A novel enhanced SOC estimation method for lithium-ion battery cells using cluster-based LSTM models and centroid proximity selection
Mohammed Khalifa Al-Alawi, Ali Jaddoa, James Cugley, Hany Hassanin
Abstract
In line with the global mission in achieving the net zero target through deployment of renewable energy technologies and electrifying the transportation sector; precise and adaptable State of Charge (SOC) estimation for Lithium-ion batteries has emerged as a critical need. The paper introduces a novel Cluster-Based Learning Model (CBLM) framework that integrates the strengths of K-Means and Fuzzy C-Means clustering with the predictive power of Long Short-Term Memory (LSTM) networks. This approach aims to enhance the precision and reliability of battery SOC estimations, adapting to the dynamic and complex operational conditions characteristic of Li-ion batteries.

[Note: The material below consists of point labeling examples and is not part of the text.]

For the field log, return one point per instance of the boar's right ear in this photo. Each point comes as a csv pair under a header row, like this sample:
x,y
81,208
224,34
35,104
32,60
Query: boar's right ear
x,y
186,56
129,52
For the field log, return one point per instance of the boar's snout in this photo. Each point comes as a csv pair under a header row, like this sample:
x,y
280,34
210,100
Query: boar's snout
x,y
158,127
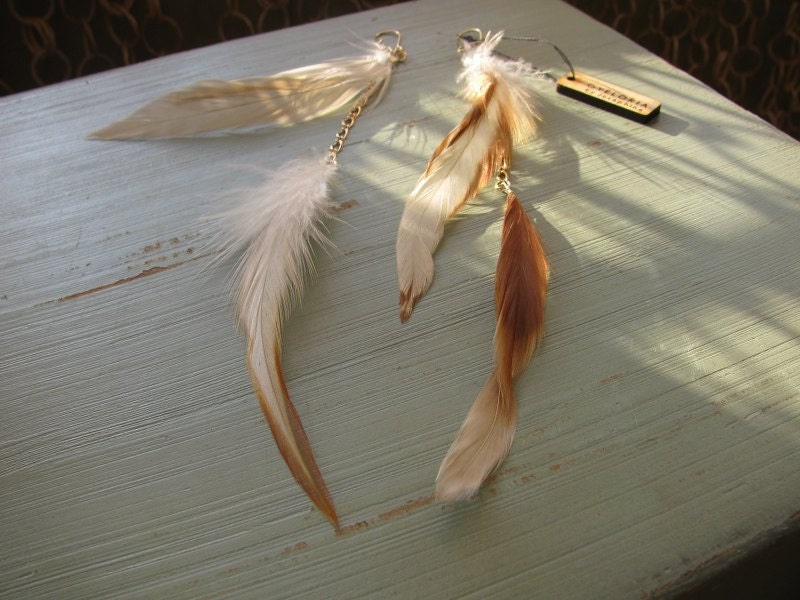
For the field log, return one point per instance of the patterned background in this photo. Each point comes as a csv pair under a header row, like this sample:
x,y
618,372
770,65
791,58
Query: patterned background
x,y
748,50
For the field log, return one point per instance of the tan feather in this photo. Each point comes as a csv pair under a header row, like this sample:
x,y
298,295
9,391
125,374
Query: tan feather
x,y
520,296
283,99
502,114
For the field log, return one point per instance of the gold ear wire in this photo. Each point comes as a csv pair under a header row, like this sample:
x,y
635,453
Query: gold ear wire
x,y
398,53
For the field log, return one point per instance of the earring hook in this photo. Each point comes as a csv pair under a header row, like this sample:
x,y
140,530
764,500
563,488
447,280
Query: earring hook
x,y
397,53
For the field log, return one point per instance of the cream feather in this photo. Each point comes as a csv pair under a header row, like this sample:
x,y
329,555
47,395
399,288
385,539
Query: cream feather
x,y
283,99
502,114
520,295
277,223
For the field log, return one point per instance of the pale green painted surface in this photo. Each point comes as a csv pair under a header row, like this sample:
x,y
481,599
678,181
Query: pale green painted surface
x,y
659,425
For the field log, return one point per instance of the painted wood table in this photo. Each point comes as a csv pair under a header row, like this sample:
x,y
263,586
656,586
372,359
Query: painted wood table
x,y
659,424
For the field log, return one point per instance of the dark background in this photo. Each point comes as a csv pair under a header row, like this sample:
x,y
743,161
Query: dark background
x,y
747,50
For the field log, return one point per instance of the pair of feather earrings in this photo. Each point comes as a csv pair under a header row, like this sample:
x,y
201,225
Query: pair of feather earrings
x,y
276,224
479,147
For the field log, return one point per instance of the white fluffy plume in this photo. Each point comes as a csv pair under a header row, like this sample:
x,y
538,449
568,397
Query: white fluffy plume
x,y
502,114
283,99
278,223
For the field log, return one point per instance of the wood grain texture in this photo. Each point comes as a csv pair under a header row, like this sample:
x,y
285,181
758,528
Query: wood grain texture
x,y
658,424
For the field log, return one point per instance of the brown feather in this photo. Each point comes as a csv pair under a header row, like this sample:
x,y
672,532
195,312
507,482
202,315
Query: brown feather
x,y
305,470
520,293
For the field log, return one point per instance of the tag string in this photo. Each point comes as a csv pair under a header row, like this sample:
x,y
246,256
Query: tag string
x,y
547,43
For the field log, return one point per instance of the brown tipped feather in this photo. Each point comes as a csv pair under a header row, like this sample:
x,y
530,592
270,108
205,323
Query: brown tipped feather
x,y
520,295
502,112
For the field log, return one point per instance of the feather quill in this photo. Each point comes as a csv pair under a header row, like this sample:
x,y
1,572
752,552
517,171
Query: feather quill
x,y
277,223
502,114
283,99
520,295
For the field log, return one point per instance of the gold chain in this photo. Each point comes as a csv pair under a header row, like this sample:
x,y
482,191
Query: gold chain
x,y
502,181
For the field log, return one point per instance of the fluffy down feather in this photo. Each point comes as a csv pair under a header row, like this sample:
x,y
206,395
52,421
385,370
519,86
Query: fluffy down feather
x,y
502,114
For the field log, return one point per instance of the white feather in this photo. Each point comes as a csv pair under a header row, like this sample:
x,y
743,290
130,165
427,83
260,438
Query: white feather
x,y
283,99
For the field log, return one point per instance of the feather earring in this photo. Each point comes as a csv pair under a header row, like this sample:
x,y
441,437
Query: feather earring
x,y
520,295
480,146
277,223
502,114
287,98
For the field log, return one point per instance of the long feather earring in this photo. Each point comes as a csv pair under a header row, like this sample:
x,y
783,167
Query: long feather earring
x,y
277,223
520,295
502,114
283,99
480,146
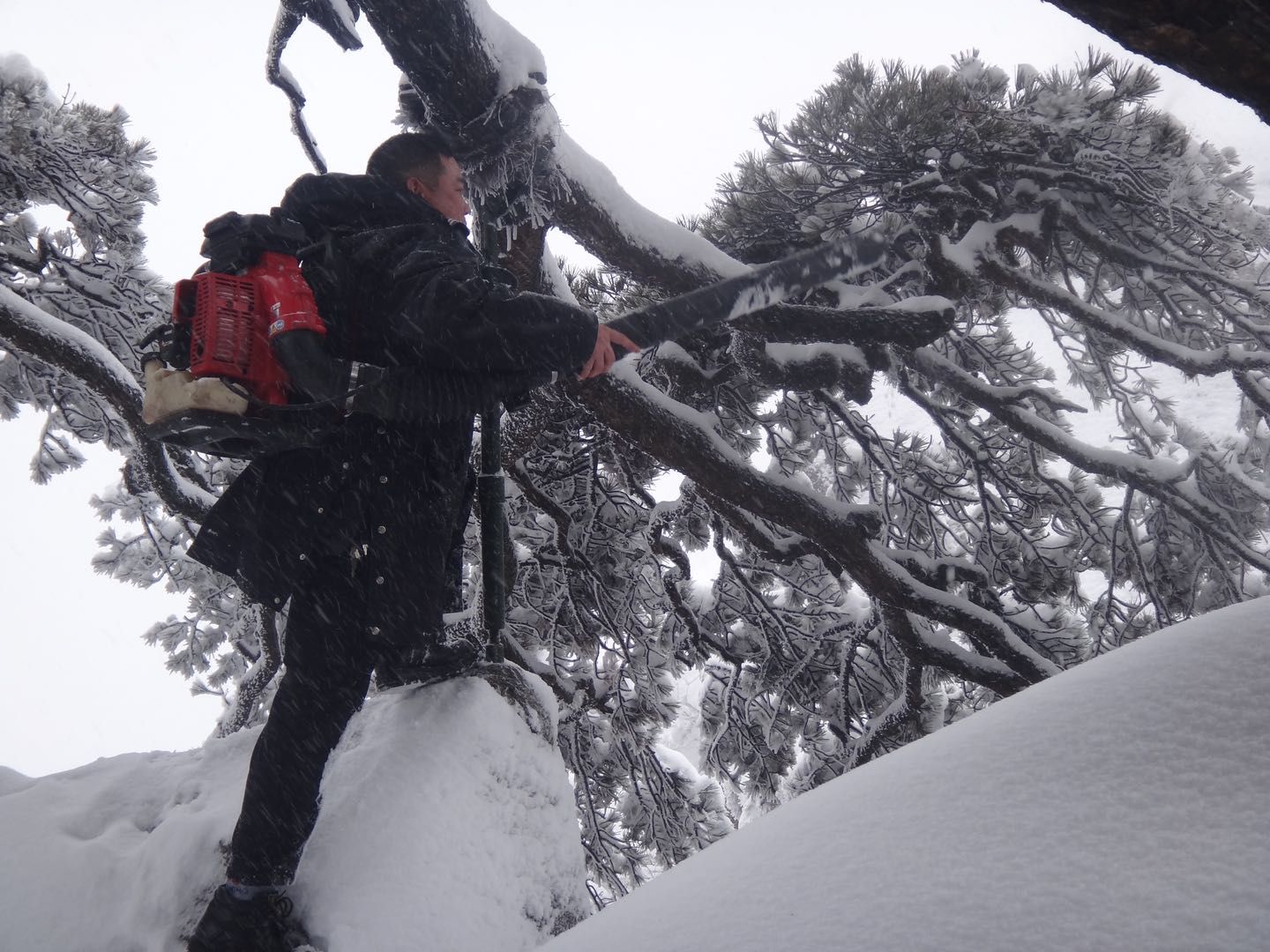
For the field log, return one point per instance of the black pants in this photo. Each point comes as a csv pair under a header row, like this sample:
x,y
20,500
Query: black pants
x,y
329,659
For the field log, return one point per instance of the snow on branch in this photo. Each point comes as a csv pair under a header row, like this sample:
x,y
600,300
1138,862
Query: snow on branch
x,y
1160,478
29,331
602,216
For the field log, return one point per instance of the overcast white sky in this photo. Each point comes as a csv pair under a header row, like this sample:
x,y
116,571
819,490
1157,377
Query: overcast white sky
x,y
663,93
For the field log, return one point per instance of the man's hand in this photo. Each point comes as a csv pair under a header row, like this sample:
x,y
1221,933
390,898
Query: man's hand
x,y
603,357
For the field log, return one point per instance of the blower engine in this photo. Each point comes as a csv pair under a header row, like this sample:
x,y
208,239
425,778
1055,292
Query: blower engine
x,y
215,385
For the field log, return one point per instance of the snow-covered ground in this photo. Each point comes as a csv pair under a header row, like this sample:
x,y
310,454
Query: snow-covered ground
x,y
1117,807
1122,805
447,825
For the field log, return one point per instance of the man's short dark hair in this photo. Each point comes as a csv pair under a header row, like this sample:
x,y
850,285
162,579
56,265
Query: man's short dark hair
x,y
407,153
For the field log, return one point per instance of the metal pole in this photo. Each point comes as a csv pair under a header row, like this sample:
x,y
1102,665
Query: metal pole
x,y
490,499
490,502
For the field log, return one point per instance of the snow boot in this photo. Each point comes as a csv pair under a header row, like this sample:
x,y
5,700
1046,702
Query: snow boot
x,y
459,651
418,666
262,923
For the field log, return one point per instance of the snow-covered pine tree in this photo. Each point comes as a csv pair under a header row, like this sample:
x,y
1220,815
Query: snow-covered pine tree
x,y
1058,202
75,302
870,585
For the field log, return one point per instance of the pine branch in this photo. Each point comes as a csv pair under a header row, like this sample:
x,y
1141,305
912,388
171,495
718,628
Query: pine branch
x,y
46,338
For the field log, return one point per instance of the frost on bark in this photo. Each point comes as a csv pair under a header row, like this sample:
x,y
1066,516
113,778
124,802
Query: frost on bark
x,y
874,584
866,584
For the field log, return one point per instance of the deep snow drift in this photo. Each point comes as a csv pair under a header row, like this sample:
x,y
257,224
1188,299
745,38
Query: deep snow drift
x,y
1123,805
447,824
1117,807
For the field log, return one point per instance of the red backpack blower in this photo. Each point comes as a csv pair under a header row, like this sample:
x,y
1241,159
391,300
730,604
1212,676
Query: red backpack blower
x,y
213,385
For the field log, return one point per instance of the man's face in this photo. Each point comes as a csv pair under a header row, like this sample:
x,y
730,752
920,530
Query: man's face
x,y
447,195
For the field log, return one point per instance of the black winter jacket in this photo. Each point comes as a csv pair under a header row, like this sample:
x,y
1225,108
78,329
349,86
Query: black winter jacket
x,y
392,498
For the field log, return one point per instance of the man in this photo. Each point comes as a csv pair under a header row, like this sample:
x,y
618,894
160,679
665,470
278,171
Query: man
x,y
360,532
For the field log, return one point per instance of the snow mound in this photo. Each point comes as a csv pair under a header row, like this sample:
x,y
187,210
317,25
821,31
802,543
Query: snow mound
x,y
447,822
1120,805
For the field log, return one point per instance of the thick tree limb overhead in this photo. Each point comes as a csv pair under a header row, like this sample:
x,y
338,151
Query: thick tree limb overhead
x,y
1222,43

The key contributions of this study are the development and validation of the CBLM framework, which was proven to outperform state-of-art standalone deep learning techniques particularly under diverse operational conditions. Additionally, the introduction of a centroid proximity selection mechanism within the CBLM framework, which dynamically selects the most appropriate cluster model in real-time based on the proximity of the operational data to the cluster centroids. The performance of the proposed CBLM approach is evaluated using a Tesla Model 32,170 Li-ion battery dataset. Results demonstrate the model's enhanced performance, with reductions in Root Mean Square Error (RMSE) to as low as 0.65 % and Mean Absolute Error (MAE) to 0.51 %, reducing state-of-art benchmark model errors by margins of 61.8 % and 68.5 % respectively. Additionally, the maximum error using CBLM was lower than benchmark, emphasising the model's reliability in worst-case-scenarios. The study also conducted comprehensive ablation tests on the proposed novel framework to further optimize its performance.